A key source of comfort during the financial turmoil of recent weeks has been the consensus that the world economy remains strong.

This is important, for it means that even if the financial contagion continues to spread, the world economy will prove resilient to the shock.

There can be no doubt that the world economy is in better health than it was during 1997-99. At that time, emerging markets with stretched fundamentals staggered from one crisis to another, starting with the Asian flu, then the Russian crisis, and then it spread to Latin America. Global growth slowed, but at the time, it was all an emerging market story. Despite the associated financial turbulence, the major economies managed to perform reasonably well.

This time, it's the other way around. The U.S. economy has clearly slowed. The housing market is in recession and is likely to remain so for a long time. GDP growth averaged 2.9 per cent in 2006, but averaged two per cent in the first half of this year (an inventory-led exaggerated dip in Q1 and a temporary rebound in Q2).
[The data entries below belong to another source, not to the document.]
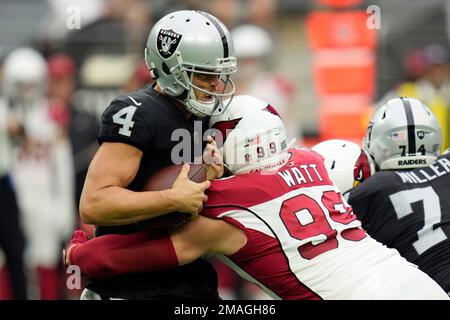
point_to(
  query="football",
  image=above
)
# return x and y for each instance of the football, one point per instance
(162, 180)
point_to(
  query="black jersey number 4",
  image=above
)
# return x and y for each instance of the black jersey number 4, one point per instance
(427, 236)
(124, 117)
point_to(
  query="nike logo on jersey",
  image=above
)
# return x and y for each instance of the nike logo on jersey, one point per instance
(135, 102)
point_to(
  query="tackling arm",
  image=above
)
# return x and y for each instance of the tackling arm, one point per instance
(113, 255)
(106, 201)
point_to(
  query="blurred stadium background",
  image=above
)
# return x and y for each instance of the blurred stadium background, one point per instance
(324, 64)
Importantly, consumer spending appears to be slowing, with latest retail sales growth at 3.3 per cent. And recent volatility in financial markets is creating a risk that confidence will be dampened further. Growth is likely to slip below the two-per-cent level during the second half of the year.
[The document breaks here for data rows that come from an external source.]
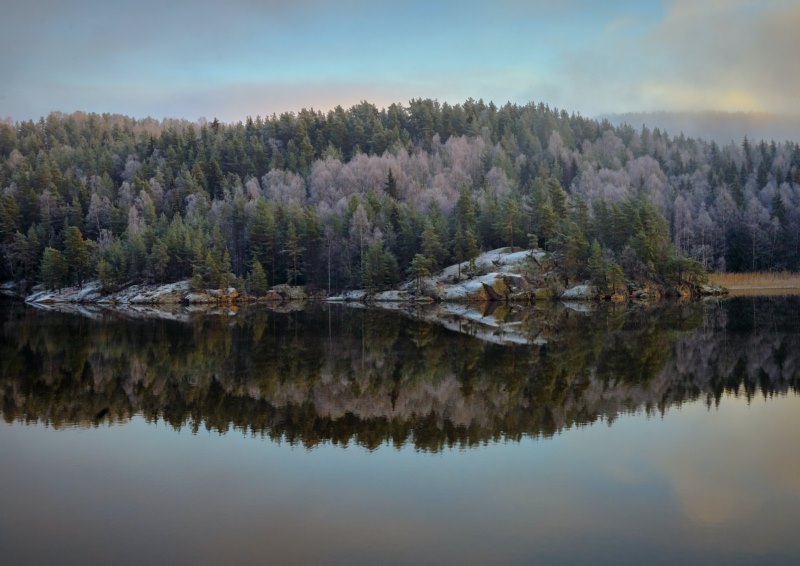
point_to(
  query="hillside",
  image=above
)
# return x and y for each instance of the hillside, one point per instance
(366, 197)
But growth in the rest of the world remains strong, right? Well, not in Japan. Growth averaged 2.5 per cent in 2006, and rose to 3.2 per cent in 2007Q1, but then fell dramatically to 0.5 per cent in the second quarter. Two sources of weakness were apparent in the data - the Japanese consumer remains weak (latest retail sales growth of -0.4 per cent) and exports to the U.S. have slowed.

But Europe is experiencing a renaissance, right? True, the European economy has seen a return to good growth, led by Germany. But, again, the most recent news is less than stellar. After averaging just over three-per-cent growth in 2006, European growth eased to 2.8 per cent in the first quarter and then to 1.6 per cent in the second quarter.

Again, consumers appear to be taking a breather - the latest retail sales figures show growth running at 2.2 per cent - and exports to the U.S. have slowed.

This time around, the major markets are moderating, while the emerging market economies remain strong. Brazil, Russia, India and especially China are all humming. China, in particular, is scrambling to slow its economy by tightening monetary policy.

Nevertheless, these economies are all reliant to some degree on the majors for final demand, either directly through exports or indirectly through strong prices for commodities.

Between them, the U.S., the EU and Japan make up 45 per cent of the world economy, a fact that keeps them in the driver's seat. Brazil, Russia, India and China together constitute about 27 per cent of the world economy, so it would take a significant acceleration in their growth to offset a moderation in the Big 3. This is not in the cards.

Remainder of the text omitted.